Ройенталь в очередной раз вынырнул из заменяющего сон вот уже восьмой день полузабытья. Взглянул в окно. Солнце опустилось ещё ниже. Закат солнца, закат жизни. Романтика. Если бы ещё убрать привкус крови во рту и мучительную жажду. А ещё слабость, растущую с каждой вытекающей из раны каплей крови. Зрение мутилось, комната вращалась перед глазами. Ройенталь закрыл глаза, стало легче. Казалось, тело плывёт по спокойным тёплым волнам, покачивается. Боль в груди начала стихать - наверное осязание отмирает. Он усмехнулся. Что ж, не самая худшая смерть. Лучше, чем спиваться от скуки из-за того, что война закончилась и больше нечем заняться. Жаль только, что бой был не с врагами Империи, а с теми, кого когда-то считал товарищами. Только бы дождаться Миттермайера... Увидеть в последний раз единственного друга. Вольф, понимаешь ли ты, зачем был нужен этот "мятеж"? Понимаешь ли, что Императору для того, чтобы в жизни был смысл, непременно нужен сильный враг? Я всего лишь дал ему лекарство от скуки. Жаль только погибших солдат...

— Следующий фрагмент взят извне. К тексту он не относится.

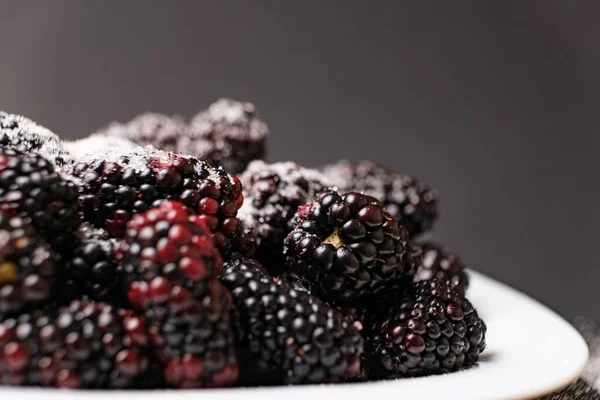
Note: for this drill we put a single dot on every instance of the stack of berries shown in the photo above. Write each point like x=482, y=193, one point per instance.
x=135, y=259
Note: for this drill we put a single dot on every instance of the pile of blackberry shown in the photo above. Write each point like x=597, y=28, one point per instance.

Зашелестела открывающаяся дверь, послышались чьи-то осторожные шаги. Слишком мягкие для офицерских сапог.
- Оставьте меня - велел Ройенталь, не открывая глаз, - я не просто умираю, я в процессе умирания. Я наслаждаюсь процессом. Не мешайте моему последнему наслаждению.
- Давно не виделись, - голос был до боли знакомым, и определённо женским, - как я и думала, ты впал в грех измены.
Ройенталь открыл глаза, вгляделся в размытый силуэт. Точёная фигурка, белокурые волосы. Неужели?..
- Выжившая из клана Лихтенладе... - почему-то ему всегда трудно было обратиться к ней по имени.
- Ты споткнулся о собственное честолюбие и проиграл, - в голосе Эльфриды слышалась насмешка и торжество, но ему почудилось, что голос этот дрогнул, - я просто пришла посмотреть, как жалко ты умираешь.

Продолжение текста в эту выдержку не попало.